-
Notifications
You must be signed in to change notification settings - Fork 10
Description
Summary
State-level datasets built from the Feb 20 calibration inputs (stratified_extended_cps.h5 + w_district_calibration.npy) produce ~19x inflated income aggregates. These datasets are live on GCS production (gs://policyengine-us-data/states/*.h5) and are being served by the production API.

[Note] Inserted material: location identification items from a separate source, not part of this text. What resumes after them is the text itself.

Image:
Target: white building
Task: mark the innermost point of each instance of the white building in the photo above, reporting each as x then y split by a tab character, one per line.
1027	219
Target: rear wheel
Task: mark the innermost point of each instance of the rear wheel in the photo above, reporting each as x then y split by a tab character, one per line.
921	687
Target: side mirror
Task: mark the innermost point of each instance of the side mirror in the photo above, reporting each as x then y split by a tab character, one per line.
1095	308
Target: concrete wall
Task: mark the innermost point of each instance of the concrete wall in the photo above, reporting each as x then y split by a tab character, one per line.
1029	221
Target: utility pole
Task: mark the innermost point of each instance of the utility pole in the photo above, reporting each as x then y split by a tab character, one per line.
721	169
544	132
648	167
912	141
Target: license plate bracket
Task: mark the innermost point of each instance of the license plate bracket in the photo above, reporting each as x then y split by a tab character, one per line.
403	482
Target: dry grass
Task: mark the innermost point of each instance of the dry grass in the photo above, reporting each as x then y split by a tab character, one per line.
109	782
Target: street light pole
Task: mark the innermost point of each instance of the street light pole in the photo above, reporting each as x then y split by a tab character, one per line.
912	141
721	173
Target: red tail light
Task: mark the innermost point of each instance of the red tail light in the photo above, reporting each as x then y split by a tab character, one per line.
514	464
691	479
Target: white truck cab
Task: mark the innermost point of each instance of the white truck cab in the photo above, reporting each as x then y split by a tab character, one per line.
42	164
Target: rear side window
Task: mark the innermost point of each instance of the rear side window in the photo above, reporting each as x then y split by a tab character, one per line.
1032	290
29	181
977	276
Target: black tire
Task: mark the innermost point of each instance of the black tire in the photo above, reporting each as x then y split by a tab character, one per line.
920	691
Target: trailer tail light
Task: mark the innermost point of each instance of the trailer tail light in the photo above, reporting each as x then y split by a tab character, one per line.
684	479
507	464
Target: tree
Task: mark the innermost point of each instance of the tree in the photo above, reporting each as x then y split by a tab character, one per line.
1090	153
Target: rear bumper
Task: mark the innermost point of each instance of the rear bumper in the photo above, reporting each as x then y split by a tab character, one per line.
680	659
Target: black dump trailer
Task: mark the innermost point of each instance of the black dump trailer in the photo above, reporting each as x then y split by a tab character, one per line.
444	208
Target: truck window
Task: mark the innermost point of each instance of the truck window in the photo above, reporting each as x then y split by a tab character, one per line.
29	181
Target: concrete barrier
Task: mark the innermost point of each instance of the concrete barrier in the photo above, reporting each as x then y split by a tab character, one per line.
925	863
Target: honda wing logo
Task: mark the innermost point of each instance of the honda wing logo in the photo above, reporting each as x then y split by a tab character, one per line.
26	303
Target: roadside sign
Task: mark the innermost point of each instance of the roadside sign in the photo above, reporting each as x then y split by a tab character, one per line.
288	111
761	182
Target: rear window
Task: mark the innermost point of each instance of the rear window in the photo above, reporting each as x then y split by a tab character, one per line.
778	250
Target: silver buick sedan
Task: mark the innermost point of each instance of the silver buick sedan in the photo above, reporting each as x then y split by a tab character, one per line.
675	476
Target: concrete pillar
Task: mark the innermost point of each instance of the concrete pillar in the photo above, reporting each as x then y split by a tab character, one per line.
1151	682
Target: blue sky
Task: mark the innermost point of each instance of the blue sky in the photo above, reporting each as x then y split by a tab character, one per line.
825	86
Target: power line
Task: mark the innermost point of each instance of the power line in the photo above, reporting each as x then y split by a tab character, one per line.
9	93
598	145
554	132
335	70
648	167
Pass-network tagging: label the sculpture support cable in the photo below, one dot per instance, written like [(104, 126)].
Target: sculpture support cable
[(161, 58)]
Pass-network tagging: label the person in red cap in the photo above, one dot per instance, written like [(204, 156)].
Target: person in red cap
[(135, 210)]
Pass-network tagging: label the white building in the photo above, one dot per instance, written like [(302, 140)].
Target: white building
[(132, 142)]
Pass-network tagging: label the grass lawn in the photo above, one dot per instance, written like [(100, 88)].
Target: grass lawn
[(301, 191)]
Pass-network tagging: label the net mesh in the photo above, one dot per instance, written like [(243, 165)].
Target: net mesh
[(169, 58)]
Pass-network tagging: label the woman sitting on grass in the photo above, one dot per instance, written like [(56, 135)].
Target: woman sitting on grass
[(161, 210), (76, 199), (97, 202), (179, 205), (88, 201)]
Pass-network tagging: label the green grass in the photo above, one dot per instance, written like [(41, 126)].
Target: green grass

Example: Louisiana baseline household_net_income.sum() = $3,147B (production/GCS) vs $166B (HuggingFace v1.62.0). National weighted employment income = $59T (should be ~$11T).
Root Cause
PR #537 correctly removed the ~$6.26M AGI ceiling from PUF imputation (fixing #530), but the calibration weights were not re-tuned to account for the much wider income range. The result is that a handful of ultra-high-income PUF records get calibration weights that massively inflate national totals.
Evidence from the new calibration inputs
Base dataset (stratified_extended_cps.h5):
employment_income_before_lsrmax: $2.8M (old) → $132.6M (new)long_term_capital_gainsmax: $2.1M → $164.3M- 30+ financial variables inflated 5x–4,270x in the upper tail (full list below)
Calibration weights (w_district_calibration.npy):
- Overall weight sums are similar (ratio 1.03x) — the problem isn't the total weight mass
- But extreme-income records get substantial weights across many CDs:
| Income | Total calibrated weight | CDs with nonzero weight | Weighted contribution |
|---|---|---|---|
| $132.6M | 546 | 114 | $72.4B |
| $106.5M | 3,601 | 194 | $383.4B |
| $87.2M | 2,292 | 176 | $199.9B |
Top 20 earners alone contribute $901B of national weighted employment income. Total national weighted employment income = $59T vs the correct ~$11T.
For comparison, in the old (capped) data, the highest earner had income of $2.78M with weight 15,725, contributing $43.8B — still large but 10x smaller than the new extremes.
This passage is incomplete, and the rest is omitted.